William Easterly is a Senior Advisor in the Development Research Group of the World Bank. In his first book, he asks why trillion dollars of foreign aid to the countries of the "third world" since WWII have caused essentially no improvement in the quality of life for the people in these countries. I found the writing lucid and the many real stories of poverty and corruption both emotionally powerful and insightful.

Emphasizing a key mantra of economics -- people respond to incentives -- he details the long list of foreign aid tactics that have failed: capital investment (machines, factories, roads), education, birth control, loans, and loan forgiveness. Not that any of the tactics are bad, but rather they are ineffectual in a country lacking key social, political, and economic infrastructure.

Easterly then describes in detail the factors at play in driving growth: increasing returns (Leaks, Matches, Traps), creative destruction through technology, luck, governments kill growth, government corruption, and class and race conflicts.

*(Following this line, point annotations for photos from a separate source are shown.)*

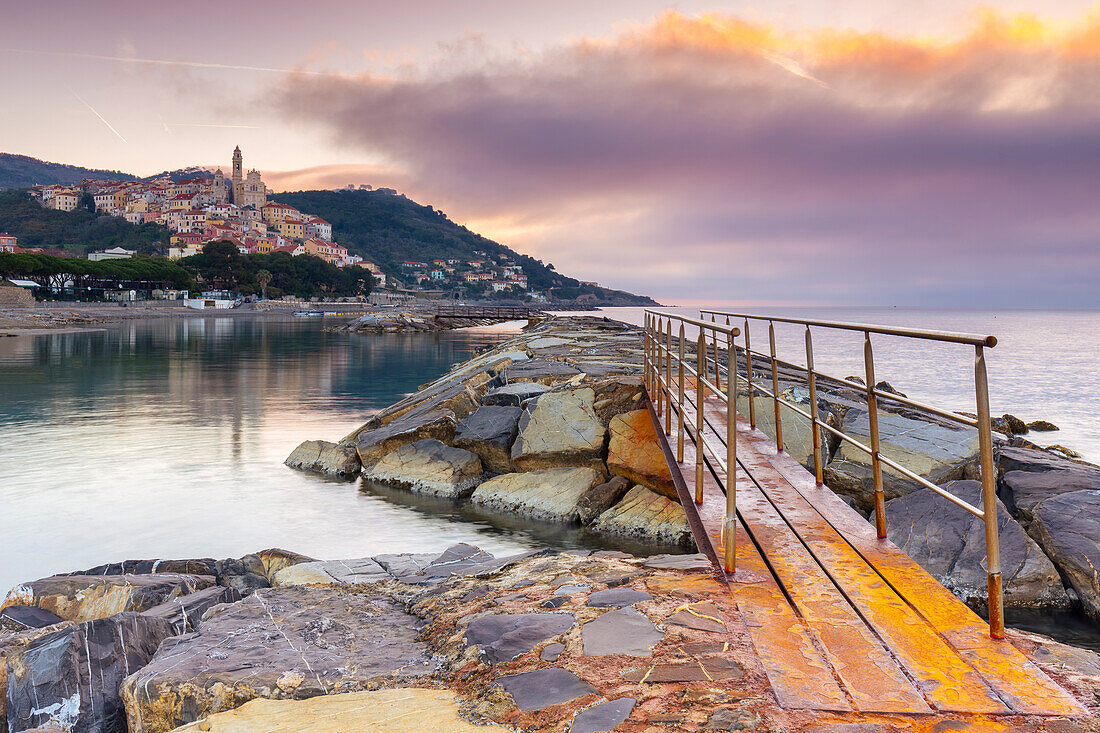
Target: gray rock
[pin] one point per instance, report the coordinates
(438, 424)
(603, 717)
(934, 450)
(561, 430)
(543, 371)
(70, 678)
(549, 494)
(1067, 526)
(551, 652)
(28, 616)
(184, 612)
(623, 631)
(490, 431)
(429, 467)
(277, 643)
(602, 498)
(505, 636)
(948, 542)
(1023, 490)
(325, 457)
(331, 572)
(696, 561)
(617, 598)
(514, 395)
(85, 598)
(541, 688)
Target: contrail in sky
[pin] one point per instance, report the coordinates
(129, 59)
(101, 118)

Easterly shows that achieving economic growth is very difficult, but he does a great job of identifying the key systemic issues that poor countries must address.

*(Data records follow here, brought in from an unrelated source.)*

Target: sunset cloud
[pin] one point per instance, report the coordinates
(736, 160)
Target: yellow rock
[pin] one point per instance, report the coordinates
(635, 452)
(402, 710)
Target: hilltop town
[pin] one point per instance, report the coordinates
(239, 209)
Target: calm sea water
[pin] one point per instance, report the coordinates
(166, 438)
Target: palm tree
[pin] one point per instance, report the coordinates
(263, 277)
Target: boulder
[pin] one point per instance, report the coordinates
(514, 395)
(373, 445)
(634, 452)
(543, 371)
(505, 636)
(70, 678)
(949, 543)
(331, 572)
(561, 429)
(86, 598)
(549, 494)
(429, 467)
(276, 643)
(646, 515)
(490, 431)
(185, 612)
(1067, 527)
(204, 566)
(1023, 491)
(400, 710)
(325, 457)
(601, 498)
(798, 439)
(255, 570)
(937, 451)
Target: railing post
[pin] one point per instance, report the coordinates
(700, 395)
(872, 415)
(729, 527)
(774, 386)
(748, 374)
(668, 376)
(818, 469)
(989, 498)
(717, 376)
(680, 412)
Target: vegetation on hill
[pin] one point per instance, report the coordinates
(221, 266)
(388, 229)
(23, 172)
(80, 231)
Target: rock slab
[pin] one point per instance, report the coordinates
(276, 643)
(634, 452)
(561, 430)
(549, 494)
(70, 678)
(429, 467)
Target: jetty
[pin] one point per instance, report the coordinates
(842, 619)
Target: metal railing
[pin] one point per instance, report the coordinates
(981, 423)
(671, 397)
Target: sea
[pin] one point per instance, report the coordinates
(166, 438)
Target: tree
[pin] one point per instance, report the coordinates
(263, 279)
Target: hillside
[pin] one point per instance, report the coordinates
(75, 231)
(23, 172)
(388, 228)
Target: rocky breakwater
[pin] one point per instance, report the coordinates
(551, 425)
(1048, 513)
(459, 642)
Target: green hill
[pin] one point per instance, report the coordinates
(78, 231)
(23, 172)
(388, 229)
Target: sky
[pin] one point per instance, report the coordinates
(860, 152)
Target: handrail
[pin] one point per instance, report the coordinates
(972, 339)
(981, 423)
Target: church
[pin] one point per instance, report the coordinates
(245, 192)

Perhaps surprisingly, Easterly's model applies equally well to the economic disparities that exist within countries, even "rich" countries like the United States. The increasing returns model says that highly-skilled people will prefer to live and work with one another ("Matches"), as each of them will be more productive for being around other highly-skilled individuals. So this explains, for example, why areas like Silicon Valley, having once achieved critical mass, continue to grow. And why low-income inner-city and rural areas remain depressed ("Traps").


Rating: 4 out of 5
No Easy Answers
An economist at the World Bank, Easterly looks back at the dismal economic record of the Third World over the last 40 years and distills lesssons to guide donors and policymakers in the future. He is at his best when dissecting failed policies such as population control or structural adjustment loans, which were embraced by development experts of the day but rested on faulty logic and flopped in practice. The rest of his book contains fascinating, nuanced discussions of how bad governance, "poverty traps," and plain bad luck (such as terms of trade shocks) can keep poor countries trapped in vicious cycles of poverty. Many myths are exploded, such as the belief that poor nations are destined to "catch up" with rich ones, or that international investment flows to capital-poor states in an effort to find higher returns. The text is clearly written and filled with wry humor. However, the failure to discuss how "Asian Tigers" such as Korea, Singapore, and Taiwan broke out of poverty and achieved industrial take off -- at one point, Easterly half-seriously cites "good luck" as a key explanation for their 30-year record of sustained economic growth! -- is a glaring hole and results in my rating of only four stars.


Rating: 3 out of 5
Mostly Good-but aimed at economists
Easterly asks some very important questions. Why are so many of the world's people so poor? Especially since first world governments give so much to poor countries. It turns out 1) becoming a rich country isn't easy and 2) often the economists at the world bank and imf don't use basic economics to implement their policies.
Easterly does a great job in some chapters of explaining virtuous circles, vicious cycles, and the economics of lending. Unfortunately, he does not explain the terms he uses. The book is filled with jargon. Chapters 6 and 7 are almost identical. Chapters 2 and 3 discuss economic growth models in a manner that would only be clear to someone who already knows the models. Even very good students are baffled by these two chapters.
Easterly is a smart guy, but he needed a good editor.